I need to show the estimated daily value ONLY when the closed value for the month does not exist.
Example:
df1:
DATA | ID | VALUE | DSC |
---|---|---|---|
2022-01-31 | 123 | 10 | CLOSED MONTH |
2022-02-31 | 123 | 20 | CLOSED MONTH |
2022-03-31 | 999 | 30 | CLOSED MONTH |
2022-04-31 | 999 | 40 | CLOSED MONTH |
df2:
DATA | ID | VALUE | DSC |
---|---|---|---|
2022-01-31 | 123 | 50 | ESTIMATED DAY |
2022-02-31 | 123 | 60 | ESTIMATED DAY |
2022-03-31 | 123 | 70 | ESTIMATED DAY |
2022-04-31 | 123 | 80 | ESTIMATED DAY |
2022-03-20 | 123 | 90 | ESTIMATED DAY |
2022-03-25 | 123 | 100 | ESTIMATED DAY |
2022-04-30 | 999 | 120 | ESTIMATED DAY |
2022-05-02 | 999 | 150 | ESTIMATED DAY |
2022-05-03 | 999 | 200 | ESTIMATED DAY |
EXPECTED OUTPUT:
DATA | ID | VALUE | DSC |
---|---|---|---|
2022-01-31 | 123 | 10 | CLOSED MONTH |
2022-02-31 | 123 | 20 | CLOSED MONTH |
2022-03-31 | 999 | 30 | CLOSED MONTH |
2022-04-31 | 999 | 40 | CLOSED MONTH |
2022-03-20 | 123 | 90 | ESTIMATED DAY -Because closed month 3 has different ID |
2022-03-25 | 123 | 100 | ESTIMATED DAY -Because closed month 3 has different ID |
2022-05-02 | 999 | 150 | ESTIMATED DAY -Because there is no closed month 5 |
2022-05-03 | 999 | 200 | ESTIMATED DAY -Because there is no closed month 5 |
Does anyone know a solution?
I tried using window function Row_number, rank and dense_rank, but it didn't work.

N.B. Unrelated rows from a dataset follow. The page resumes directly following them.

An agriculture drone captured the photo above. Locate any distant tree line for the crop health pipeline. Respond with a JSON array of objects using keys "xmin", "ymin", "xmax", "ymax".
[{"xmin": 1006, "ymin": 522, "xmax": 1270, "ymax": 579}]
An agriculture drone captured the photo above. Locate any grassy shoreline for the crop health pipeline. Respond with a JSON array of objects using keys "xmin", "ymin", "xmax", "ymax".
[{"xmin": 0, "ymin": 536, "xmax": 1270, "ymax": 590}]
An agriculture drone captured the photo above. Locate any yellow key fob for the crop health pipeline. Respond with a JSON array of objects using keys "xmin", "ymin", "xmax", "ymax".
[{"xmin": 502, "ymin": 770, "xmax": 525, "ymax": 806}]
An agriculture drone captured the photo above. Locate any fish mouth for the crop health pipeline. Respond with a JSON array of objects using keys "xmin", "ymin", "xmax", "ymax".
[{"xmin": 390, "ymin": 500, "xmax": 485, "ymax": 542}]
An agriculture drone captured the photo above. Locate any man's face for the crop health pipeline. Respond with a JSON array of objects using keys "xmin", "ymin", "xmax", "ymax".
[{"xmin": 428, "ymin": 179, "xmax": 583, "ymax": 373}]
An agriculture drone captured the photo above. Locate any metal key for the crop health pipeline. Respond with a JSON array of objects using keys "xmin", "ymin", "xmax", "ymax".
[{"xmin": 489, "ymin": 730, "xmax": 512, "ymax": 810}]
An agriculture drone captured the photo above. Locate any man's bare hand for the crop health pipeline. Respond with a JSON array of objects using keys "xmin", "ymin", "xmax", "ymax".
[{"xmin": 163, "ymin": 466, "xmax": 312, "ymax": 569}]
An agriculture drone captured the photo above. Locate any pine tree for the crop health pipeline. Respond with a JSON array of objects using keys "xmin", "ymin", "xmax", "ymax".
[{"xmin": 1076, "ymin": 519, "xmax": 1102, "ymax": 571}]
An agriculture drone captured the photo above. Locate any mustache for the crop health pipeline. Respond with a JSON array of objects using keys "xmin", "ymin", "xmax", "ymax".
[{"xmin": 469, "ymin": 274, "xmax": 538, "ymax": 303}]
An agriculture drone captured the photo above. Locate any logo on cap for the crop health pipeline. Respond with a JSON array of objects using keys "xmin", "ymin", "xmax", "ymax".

CodePudding user response:
create another column which contains the closing date in both df1 and df2.
You can use the isIn function to filter out df2 lines based on df1[df1[closing_date, ID]]

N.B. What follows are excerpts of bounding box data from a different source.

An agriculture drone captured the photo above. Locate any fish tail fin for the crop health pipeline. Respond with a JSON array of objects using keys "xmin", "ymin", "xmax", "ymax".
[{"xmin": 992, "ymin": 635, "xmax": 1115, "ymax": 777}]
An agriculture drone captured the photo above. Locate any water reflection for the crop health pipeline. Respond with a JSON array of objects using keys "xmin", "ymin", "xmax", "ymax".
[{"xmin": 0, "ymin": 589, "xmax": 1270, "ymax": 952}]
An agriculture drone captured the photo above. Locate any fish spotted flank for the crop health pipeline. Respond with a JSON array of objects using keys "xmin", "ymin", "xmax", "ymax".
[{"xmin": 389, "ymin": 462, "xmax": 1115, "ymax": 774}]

Then, simply concat your 2 tables
CodePudding user response:
Try using a join instead of a union
import pyspark.sql.functions as F
result = df1.join(df2, ["DATA", "ID"], "outer").select(
"DATA",
"ID",
F.coalesce(df1.VALUE, df2.VALUE).alias("VALUE"),
F.coalesce(df1.DSC, df2.DSC).alias("DSC"),
)
Does that produce the result that you expect?